General equation (or Cartesian or implicit) of the straight line

If from the continuous equation of the straight line we operate and group terms we obtain: $$\displaystyle \begin{array}{rcl} \frac{x-p_1}{v_1} &=&\frac{y-p_2}{v_2} \\ v_2(x-p_1) &=& v_1(y-p_2)\\ v_2 \cdot x-v_2 \cdot p_1&=& v_1 \cdot y-v_1\cdot p_2 \\ v_2\cdot x-v_1 \cdot y+(v_1\cdot p_2-v_2\cdot p_1)&=&0 \\ Ax+By+C&=& 0\end{array}$$

Where obviously,$$\begin{array}{rcl}A&=&v_2 \\ B&=& -v1\\ C&=& v_1\cdot p_2 - v_2 \cdot p_1 \end{array}$$An interesting property of this equation is that $\overrightarrow {v}=(-B,A)$ is a vector director of the straight line, and therefore $\overrightarrow{w}=(A,B)$ is a vector perpendicular to the straight line.

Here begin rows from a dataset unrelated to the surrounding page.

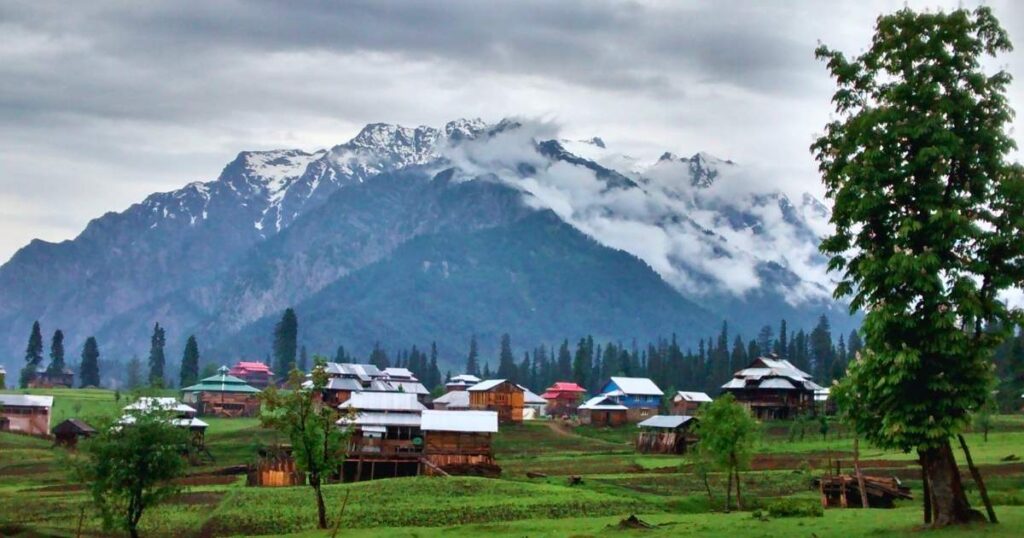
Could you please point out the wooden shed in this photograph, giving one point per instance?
(666, 435)
(458, 440)
(602, 411)
(68, 432)
(27, 413)
(502, 396)
(222, 396)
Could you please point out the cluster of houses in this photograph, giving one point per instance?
(398, 430)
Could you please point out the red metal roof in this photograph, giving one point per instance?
(565, 386)
(248, 367)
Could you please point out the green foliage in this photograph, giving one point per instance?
(286, 335)
(129, 467)
(89, 374)
(189, 363)
(929, 220)
(317, 443)
(56, 354)
(728, 432)
(796, 507)
(157, 358)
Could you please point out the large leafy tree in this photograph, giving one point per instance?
(317, 442)
(929, 220)
(130, 467)
(286, 341)
(728, 437)
(89, 374)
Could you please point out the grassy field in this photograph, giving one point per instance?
(615, 482)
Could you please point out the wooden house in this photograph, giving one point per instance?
(222, 396)
(534, 406)
(639, 395)
(773, 388)
(686, 403)
(666, 435)
(457, 440)
(26, 413)
(68, 432)
(498, 395)
(602, 411)
(385, 441)
(44, 378)
(253, 373)
(461, 382)
(563, 398)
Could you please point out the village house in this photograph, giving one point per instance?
(458, 442)
(179, 414)
(639, 395)
(68, 432)
(498, 395)
(563, 398)
(773, 388)
(402, 380)
(253, 373)
(534, 406)
(461, 382)
(685, 403)
(602, 411)
(26, 414)
(386, 441)
(223, 396)
(46, 379)
(456, 400)
(666, 435)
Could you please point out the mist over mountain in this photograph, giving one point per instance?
(401, 236)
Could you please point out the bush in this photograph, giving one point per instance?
(796, 508)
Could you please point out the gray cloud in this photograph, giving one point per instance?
(102, 102)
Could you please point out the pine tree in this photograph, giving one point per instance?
(472, 360)
(89, 373)
(189, 363)
(286, 342)
(133, 373)
(157, 358)
(56, 366)
(33, 356)
(506, 361)
(581, 364)
(564, 364)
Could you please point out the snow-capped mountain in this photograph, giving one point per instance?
(361, 219)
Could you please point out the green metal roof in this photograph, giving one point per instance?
(222, 382)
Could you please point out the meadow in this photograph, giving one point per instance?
(39, 498)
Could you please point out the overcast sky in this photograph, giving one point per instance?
(104, 102)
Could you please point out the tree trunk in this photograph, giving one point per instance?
(926, 494)
(321, 508)
(860, 476)
(949, 505)
(739, 499)
(977, 479)
(728, 491)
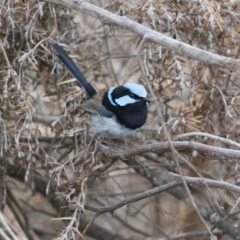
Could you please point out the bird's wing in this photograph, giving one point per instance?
(94, 106)
(74, 70)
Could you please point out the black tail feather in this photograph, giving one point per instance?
(72, 67)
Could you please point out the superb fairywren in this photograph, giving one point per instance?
(119, 111)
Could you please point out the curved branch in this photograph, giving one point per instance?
(204, 149)
(149, 34)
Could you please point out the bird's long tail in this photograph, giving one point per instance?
(74, 70)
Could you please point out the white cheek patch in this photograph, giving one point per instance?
(122, 101)
(110, 95)
(137, 89)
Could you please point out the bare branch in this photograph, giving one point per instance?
(149, 34)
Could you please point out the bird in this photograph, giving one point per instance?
(118, 112)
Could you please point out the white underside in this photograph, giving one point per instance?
(108, 127)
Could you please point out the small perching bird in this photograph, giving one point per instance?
(118, 112)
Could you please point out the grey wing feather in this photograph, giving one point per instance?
(95, 106)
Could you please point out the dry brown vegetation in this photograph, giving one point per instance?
(177, 178)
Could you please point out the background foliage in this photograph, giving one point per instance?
(56, 182)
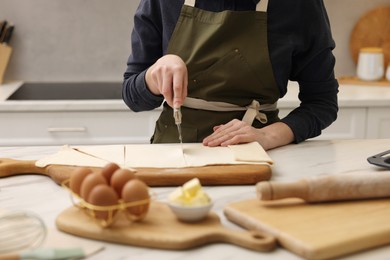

Find the implicit equation of the straight line $r$:$$\displaystyle \frac{x-3}{-5}=\frac{y-4}{2}$$

Computing and changing all the terms to one side we obtain: $$\begin{array}{rcl} 2(x-3) &=& -5 (y-4) \\ 2x-6 &=& -5y+20 \\ 2x+5y-6-20 &=& 0 \\ 2x+5y-26&=&0\end{array}$$

Therefore the implicit equation is $2x + 5y - 26 = 0$ and the vector $\overrightarrow{v} = (-5, 2)$ is a vector director of the straight line.